Cette fille est une contemplative. Elle contemple surtout les plafonds…

Je m’apprête à lui jouer la Marche Turque, pas celle de Mozart, celle de Mastar Pacha ; et en prenant mon élan, comme disait un cerf qui jouait du hautbois, je fais malencontreusement chuter sur le tapis élimé cette fichue revue cinémateuse et aphrodisiaque. Je ne sais pas si vous croyez… Moi je crois. Du moins je crois croire. Je crois croire en la malignité des hasards. Ciné-Alcôve s’ouvre à la page réservée à Fred Loveme. La photo de famille de la vedette réapparaît et, malgré les circonstances qui tendraient (si j’ose écrire) à cristalliser mon attention sur une image aussi cucul mais moins statique, j’accorde un ultime regard à ce groupe attendrissant. Et alors, il se produit en moi un phénomène curieux de décentralisation.

Au lieu de jouer les Trois lanciers du Bengale à moi tout seul, me voilà qui saute dans mes frusques. Je me loque tellement vite que la pépée n’a pas le temps de redescendre en piqué de ce septième ciel où elle fonçait à tire d’aile.
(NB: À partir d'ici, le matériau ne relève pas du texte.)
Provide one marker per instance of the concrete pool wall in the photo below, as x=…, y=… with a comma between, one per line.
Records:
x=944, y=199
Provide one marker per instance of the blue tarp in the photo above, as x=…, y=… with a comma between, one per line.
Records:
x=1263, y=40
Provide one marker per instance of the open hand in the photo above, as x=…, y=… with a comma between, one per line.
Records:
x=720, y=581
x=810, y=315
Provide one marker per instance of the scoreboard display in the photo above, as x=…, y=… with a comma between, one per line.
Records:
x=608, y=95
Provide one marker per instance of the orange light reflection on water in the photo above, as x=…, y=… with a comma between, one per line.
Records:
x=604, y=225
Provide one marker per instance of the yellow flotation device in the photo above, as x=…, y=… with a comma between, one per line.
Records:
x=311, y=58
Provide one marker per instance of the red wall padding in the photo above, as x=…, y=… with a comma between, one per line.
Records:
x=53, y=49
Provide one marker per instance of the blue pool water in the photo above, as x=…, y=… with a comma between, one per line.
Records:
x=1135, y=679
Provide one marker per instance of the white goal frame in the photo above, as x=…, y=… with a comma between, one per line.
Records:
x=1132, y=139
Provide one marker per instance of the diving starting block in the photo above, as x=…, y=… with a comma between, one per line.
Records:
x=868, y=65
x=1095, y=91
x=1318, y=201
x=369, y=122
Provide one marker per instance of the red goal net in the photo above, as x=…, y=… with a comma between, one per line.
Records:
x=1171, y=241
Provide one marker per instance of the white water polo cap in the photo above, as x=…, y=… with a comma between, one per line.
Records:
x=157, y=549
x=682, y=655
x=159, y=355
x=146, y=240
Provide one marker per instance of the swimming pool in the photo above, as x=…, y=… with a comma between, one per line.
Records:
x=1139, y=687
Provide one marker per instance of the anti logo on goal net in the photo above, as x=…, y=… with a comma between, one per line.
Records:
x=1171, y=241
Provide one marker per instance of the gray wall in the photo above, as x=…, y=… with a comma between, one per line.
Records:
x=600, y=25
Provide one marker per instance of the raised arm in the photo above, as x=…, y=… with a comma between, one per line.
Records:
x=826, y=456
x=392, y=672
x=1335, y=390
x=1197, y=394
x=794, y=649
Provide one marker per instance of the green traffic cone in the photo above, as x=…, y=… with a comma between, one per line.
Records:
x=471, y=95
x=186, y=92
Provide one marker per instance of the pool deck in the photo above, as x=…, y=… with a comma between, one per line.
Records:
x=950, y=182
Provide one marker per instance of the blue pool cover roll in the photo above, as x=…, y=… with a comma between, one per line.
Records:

— Excusez-moi, Mélanie ! bredouillé-je précipitamment, nous remettrons l’entretien prévu à une date ultérieure, je viens de me souvenir que j’ai oublié de fermer le robinet du gaz en partant de chez moi. Et je crois bien que j’ai du lait sur le feu ! Pour la sortie, vous ne pouvez pas vous tromper : c’est en bas, et y a une flèche qui l’indique… Amitiés au sous-brigadier, il aura sûrement de l’avancement un de ces jours…

Tout ça pendant que je reboutonnais mon grimpant et laçais mes targettes.

La pauvre Pulchérie est béante d’incompréhension. Vous devez penser que je me comporte comme le tout dernier des mufles, et pour une fois je vous donne raison mais il m’eût été impossible de sacrifier à Vénus, comme disent les empêchés qui estiment que l’amour est un sacrifice, après avoir fait une constatation susceptible de chambouler pas mal de choses !

Je ne veux pas vous dire quoi pour le moment parce qu’après tout je peux me gourer et que si le cas échéait, perfides comme vous l’êtes, vous ne manqueriez pas de me faire sentir que je suis une truffe.

Toujours est-il que plantant là la sous-brigadière je mets le cap sur Maisons-Laffitte à une allure qui fait sortir les carnets de contredanse des poches de flic les plus profondes.